Anmeldung zum Innovationssemester

Die Bewerbungsfrist für das Innovationssemester 2019/20 ist abgelaufen! Jetzt noch eingehende Bewerbungen können höchstens für Nachrückerlisten berücksichtigt werden. Die Bewerber/innen, die bis zum 25.9.19 Ihre Bewerbung abgeschickt haben, kriegen bald Bescheid, ob Sie dabei sind.

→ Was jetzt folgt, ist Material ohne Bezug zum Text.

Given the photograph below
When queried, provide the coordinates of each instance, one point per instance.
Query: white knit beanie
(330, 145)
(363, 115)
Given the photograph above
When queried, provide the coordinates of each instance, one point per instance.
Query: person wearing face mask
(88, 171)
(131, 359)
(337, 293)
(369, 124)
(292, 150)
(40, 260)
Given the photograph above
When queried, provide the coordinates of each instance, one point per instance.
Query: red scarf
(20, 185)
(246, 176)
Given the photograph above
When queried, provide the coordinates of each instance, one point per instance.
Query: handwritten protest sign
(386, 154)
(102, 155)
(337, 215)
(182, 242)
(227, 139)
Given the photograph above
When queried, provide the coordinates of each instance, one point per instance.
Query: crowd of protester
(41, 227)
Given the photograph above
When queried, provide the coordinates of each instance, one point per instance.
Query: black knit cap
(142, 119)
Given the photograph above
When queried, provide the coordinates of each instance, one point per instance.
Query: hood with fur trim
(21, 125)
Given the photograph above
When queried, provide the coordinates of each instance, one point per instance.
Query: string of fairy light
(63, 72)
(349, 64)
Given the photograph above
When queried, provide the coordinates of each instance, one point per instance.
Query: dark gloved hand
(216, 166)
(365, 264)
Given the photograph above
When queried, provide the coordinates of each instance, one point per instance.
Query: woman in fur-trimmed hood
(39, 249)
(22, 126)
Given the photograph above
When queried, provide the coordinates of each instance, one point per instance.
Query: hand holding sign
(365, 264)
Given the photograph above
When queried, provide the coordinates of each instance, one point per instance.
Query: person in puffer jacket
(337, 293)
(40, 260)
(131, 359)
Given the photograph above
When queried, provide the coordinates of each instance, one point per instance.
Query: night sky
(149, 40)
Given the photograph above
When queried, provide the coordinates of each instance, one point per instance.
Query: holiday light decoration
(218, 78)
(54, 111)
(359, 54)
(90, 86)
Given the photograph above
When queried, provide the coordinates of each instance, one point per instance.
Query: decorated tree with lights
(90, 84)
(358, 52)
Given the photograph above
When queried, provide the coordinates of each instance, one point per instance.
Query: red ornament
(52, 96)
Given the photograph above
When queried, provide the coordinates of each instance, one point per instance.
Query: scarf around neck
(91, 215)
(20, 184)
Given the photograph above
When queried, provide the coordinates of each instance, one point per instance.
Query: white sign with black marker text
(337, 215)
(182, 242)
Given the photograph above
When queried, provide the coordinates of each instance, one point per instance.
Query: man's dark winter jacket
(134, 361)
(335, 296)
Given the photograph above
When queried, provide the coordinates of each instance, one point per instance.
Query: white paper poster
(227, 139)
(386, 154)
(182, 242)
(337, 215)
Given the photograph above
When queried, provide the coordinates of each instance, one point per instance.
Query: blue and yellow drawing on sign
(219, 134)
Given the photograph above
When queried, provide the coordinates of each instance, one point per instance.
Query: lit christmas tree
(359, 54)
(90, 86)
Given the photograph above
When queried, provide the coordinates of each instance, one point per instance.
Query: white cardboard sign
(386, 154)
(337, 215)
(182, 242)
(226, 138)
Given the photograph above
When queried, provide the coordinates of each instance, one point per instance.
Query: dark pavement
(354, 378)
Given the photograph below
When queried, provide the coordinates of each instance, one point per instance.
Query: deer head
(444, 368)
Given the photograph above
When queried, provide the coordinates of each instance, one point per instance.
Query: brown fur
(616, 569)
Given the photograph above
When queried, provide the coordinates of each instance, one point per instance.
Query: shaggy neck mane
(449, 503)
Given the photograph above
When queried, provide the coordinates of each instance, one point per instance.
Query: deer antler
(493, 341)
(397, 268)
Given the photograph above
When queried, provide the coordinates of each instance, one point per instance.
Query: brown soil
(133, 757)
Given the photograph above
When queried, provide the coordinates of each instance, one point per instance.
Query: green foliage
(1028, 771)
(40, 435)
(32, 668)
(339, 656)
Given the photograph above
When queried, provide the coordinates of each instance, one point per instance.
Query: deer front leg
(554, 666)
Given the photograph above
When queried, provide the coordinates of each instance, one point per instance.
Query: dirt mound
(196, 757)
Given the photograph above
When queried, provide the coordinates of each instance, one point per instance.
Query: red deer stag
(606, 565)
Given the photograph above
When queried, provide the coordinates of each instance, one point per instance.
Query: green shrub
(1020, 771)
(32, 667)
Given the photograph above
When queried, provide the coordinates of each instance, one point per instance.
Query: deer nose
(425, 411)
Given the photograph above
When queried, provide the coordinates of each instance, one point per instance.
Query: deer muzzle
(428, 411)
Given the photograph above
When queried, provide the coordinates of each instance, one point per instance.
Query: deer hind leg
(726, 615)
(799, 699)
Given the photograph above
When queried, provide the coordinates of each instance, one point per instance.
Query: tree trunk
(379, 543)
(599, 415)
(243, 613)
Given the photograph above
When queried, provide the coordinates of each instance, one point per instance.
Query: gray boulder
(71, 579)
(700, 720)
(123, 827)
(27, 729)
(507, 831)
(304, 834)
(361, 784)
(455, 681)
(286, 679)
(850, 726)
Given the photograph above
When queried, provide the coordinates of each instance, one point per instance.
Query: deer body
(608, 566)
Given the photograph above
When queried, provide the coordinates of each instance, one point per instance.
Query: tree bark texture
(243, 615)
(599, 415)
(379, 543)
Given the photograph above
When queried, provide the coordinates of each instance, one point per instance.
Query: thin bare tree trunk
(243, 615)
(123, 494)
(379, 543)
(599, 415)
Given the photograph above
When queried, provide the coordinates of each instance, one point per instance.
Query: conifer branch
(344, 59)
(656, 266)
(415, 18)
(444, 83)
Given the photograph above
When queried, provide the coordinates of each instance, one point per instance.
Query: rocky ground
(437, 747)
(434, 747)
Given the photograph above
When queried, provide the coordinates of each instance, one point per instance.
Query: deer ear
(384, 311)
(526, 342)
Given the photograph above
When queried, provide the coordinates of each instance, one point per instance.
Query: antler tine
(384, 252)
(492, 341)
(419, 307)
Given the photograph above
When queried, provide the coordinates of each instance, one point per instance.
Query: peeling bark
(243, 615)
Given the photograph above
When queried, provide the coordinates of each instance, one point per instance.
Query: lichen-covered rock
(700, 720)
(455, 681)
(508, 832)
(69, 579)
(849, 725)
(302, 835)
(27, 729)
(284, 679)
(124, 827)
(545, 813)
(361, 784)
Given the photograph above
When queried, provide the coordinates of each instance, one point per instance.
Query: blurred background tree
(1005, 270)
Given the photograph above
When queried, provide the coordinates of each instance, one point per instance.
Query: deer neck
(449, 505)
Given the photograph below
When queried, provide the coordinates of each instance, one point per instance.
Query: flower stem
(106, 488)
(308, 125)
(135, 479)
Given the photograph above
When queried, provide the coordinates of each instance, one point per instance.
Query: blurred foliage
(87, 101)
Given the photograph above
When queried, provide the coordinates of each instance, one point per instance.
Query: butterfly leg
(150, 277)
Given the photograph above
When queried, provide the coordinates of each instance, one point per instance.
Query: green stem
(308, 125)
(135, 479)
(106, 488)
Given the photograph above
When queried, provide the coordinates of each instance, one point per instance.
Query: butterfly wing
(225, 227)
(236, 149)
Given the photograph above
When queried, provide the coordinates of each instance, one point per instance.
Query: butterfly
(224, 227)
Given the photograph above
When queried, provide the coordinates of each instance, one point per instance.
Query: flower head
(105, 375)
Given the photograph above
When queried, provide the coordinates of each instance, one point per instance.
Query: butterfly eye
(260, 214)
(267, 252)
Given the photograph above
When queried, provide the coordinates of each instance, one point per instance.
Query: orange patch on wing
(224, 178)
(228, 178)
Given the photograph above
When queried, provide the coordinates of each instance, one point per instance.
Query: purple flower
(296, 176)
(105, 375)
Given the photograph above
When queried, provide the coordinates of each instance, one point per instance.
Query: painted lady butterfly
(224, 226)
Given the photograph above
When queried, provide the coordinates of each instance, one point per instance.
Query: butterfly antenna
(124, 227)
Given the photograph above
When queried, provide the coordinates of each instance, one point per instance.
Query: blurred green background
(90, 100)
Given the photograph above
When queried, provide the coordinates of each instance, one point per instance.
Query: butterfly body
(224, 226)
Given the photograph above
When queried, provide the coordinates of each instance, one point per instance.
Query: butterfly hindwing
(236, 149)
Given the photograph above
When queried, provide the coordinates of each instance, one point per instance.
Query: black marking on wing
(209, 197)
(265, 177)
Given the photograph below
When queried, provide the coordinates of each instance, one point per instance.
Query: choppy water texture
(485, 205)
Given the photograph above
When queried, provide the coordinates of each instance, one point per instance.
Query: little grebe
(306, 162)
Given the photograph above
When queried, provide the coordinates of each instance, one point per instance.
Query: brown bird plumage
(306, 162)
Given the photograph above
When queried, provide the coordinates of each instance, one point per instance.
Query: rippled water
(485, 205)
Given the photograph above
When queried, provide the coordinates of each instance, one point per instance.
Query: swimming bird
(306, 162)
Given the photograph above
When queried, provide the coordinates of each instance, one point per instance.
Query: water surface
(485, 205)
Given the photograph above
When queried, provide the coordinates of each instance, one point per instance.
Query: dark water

Informationen zur Datenverarbeitung

Ihre für die Bewerbung beim „Innovationssemester“ eingegebenen Daten sowie der Zeitpunkt ihrer Eingabe werden vom Verein zur Förderung der Wissensregion Düsseldorf e.V. lediglich zu dem Zweck gespeichert, Zuteilungen zu den Kursen des „Innovationssemesters“ sowie die für die Durchführung der Kurse notwendige E-Mail-Korrespondenz vorzunehmen. Hierzu werden Ihre eingegebenen Daten an die Kursleiter/innen des Innovationssemesters weitergegeben. Mit den Kursleiter/innen hat der Verein zur Förderung der Wissensregion Düsseldorf e.V. Verträge abgeschlossen, in denen die Kursleiter/innen sich ausdrücklich damit einverstanden erklären, die Daten DSGVO-konform sicher aufzubewahren und einen Monat nach Ablauf der Zuteilungsfrist zu löschen, insofern keine ausdrückliche Genehmigung der Bewerber/innen vorliegt, dass ihre personenbezogenen Daten weiterhin gespeichert werden dürfen.

Der Versand und die Verarbeitung Ihrer Daten wird über das System der CleverReach GmbH & Co. KG durchgeführt, mit denen der Verein zur Förderung der Wissensregion Düsseldorf e.V. einen Auftragverarbeitungsvertrag abgeschlossen hat.

Mit Ihrer Bewerbung beim „Innovationssemester“ willigen Sie in die Datenverarbeitung ein und bestätigen unsere Datenschutzerklärung. Sie können jederzeit unter kontakt@wissensregion-duesseldorf.de formlos ihre Einwilligung widerrufen und eine Löschung Ihrer Daten anfordern. Ihre Daten werden dann innerhalb eines Monats aus Cleverreach sowie den Speichern der Kursleiter/innen gelöscht.